OptionMonster's Jon Najarian points out what looks to be unusual activity in the options of Stryker and Mako ahead of their $1.65 billion merger agreement.

Najarian, who is a "Fast Money" trader sent me some comments on the activity Wednesday morning:

Today I woke to see the announcement that medical-technology company Stryker had reached a definitive agreement to acquire Mako Surgical for $30.00 per share. I'm sure shareholders of MAKO were delighted to see the value of their positions nearly double overnight from the closing price of $16.17 yesterday. However, I KNOW that some traders were much happier than others, as our work at OptionMonster shows very strong, unusual activity ahead of today's windfall.

On Aug. 27, OptionMonster's trade-monitoring algorithms picked up unusual activity in Stryker, and I mentioned it on CNBC's "FastMoney Halftime Report" as my final trade. SYK shares and call options jumped in value quickly as Stryker ran from $67.04 to $71.94 per share!

Then, three days later (Aug. 30), we also had the unusual activity in MAKO calls and puts (See graphic MAKOoptionmonster)

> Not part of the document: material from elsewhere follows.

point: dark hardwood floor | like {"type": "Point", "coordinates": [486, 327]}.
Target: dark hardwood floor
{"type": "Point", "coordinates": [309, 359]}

The trades we cited on OptionMonster were the purchase of 2,500 January 15 calls, sale of 2,500 January 22.50 calls, and the sale of 2,500 January 12.50 puts. The trade, which allowed the owner to control MAKO from $15 to $22.50, was established for $0.80, or a total investment of $200,000 ($0.80 x 2,500 x 100 shares per option). This trade had the potential to expand from $0.80 to $7.50, a level that it achieved today as shares of MAKO exploded to $29 on the takeover—a profit of $1,675,000.

The investors didn't stop there. Najarian continued:

They doubled down this past week, doing a similar spread, buying the January 17.50 calls while selling the January 22.50 calls and January 12.50 puts for a net cost of $0.50. This was done 1,000 times, so that was a $50,000 investment. The potential windfall if shares were above $22.50 would be $4.50 per spread, or $450,000.

Then, just for good measure, someone bought 386 November 22.50 calls for about $0.16, a mere $6,176 investment. But as shares of MAKO traded to $29.53 today, those November 22.50 calls were worth $7. Backing out the $0.16 invested, you get a paper profit of $6.84 on 386 options, or $264,024!

The Securities and Exchange Commission would not comment on whether it is looking into the activity.